From a Western point of view the whole ceremony, with its deliberate
confusion of sexual roles and attire, seems totally incomprehensible. What
could the Iatmul possibly think they are doing? In trying to answer
this, Bateson followed his hunch that the difference between the
radial and transverse segmentation of the zoological world had a social
analogue. It turned out that the larger Iatmul villages were unstable,
always on the point of fissioning along patrilineal lines: father broke
away and took his son with him. Unlike the Western situation in which
the break is essentially heretical -- an ideological difference --
the Iatmul situation is schismatic.
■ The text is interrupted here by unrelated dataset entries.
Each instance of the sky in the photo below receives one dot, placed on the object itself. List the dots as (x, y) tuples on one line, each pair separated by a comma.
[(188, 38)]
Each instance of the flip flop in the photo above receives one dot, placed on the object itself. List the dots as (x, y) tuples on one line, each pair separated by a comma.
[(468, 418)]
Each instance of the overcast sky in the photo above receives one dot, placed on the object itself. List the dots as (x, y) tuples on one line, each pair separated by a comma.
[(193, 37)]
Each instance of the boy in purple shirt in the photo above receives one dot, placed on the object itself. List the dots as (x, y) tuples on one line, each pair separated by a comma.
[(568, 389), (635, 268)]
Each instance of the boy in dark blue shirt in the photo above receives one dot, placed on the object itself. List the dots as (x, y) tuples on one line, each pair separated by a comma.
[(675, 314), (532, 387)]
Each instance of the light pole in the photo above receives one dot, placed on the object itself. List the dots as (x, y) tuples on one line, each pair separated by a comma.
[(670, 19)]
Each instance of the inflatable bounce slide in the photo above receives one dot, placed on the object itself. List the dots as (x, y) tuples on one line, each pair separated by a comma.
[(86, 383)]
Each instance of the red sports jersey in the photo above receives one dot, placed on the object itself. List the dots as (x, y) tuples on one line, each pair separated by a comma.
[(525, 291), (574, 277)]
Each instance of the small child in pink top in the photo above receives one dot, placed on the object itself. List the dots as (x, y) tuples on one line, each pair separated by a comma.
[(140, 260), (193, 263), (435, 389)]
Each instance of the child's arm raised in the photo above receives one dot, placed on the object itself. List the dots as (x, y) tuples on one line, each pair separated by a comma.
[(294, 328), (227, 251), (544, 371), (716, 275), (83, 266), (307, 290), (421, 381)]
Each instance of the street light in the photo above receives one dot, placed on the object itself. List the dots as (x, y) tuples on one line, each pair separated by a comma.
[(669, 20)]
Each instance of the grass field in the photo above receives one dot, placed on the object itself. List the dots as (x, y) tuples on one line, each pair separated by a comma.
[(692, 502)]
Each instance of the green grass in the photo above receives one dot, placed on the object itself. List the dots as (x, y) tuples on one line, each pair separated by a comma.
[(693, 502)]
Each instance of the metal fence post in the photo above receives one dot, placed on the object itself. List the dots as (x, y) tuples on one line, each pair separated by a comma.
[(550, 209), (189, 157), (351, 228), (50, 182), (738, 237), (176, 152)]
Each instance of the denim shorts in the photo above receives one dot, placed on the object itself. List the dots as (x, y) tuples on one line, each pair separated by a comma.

The breakaway group forms another
colony, but with the same set of norms as the parent community. The
Western model of heresy is similar to metamerism or dynamic asymmetry,
whereas the Iatmul model is analogous to radial segmentation, in which
the successive units are repetitive.

 

 

The problem of social fission, said Bateson, becomes clearer when
we realize that the analogy can be stretched to a comparison of how
social control is exerted. The mind's eye might conceive of a radially
symmetrical animal as being centrifugal, without any controlling center,
since the emphasis in the pattern seems to be in the surrounding
segments. The Iatmul are similarly centrifugal, because they have no
law, no central established authority that imposes sanctions in the
name of the whole community. Offences always take place between two
segments, and social sanctions are "lateral" as well. Western society,
on the other hand, emphasizes the state versus the citizen. If I rob my
neighbor he may be angry, but it is "the Law" that goes after me and
takes action against me. If he should attempt a lateral sanction and
decide to take the law into his own hands, he might find himself in as
much trouble as I am. Because of this high degree of centralization,
Western societies can accommodate a new group with new norms only if
it is relatively unobtrusive about its existence. Should it advertise
its difference from the center, or assault it, that center will launch
a determined counterattack. Iatmul society has no such center, and no
such rigidly defined norms. Norms for the Iatmul are seen as conventions
to be broken -- if one wields sufficient personal power. And since male
charisma, so essential to Iatmul sexual ethos, is very much admired, the
communities are always on the verge of fissioning along patrilineal lines.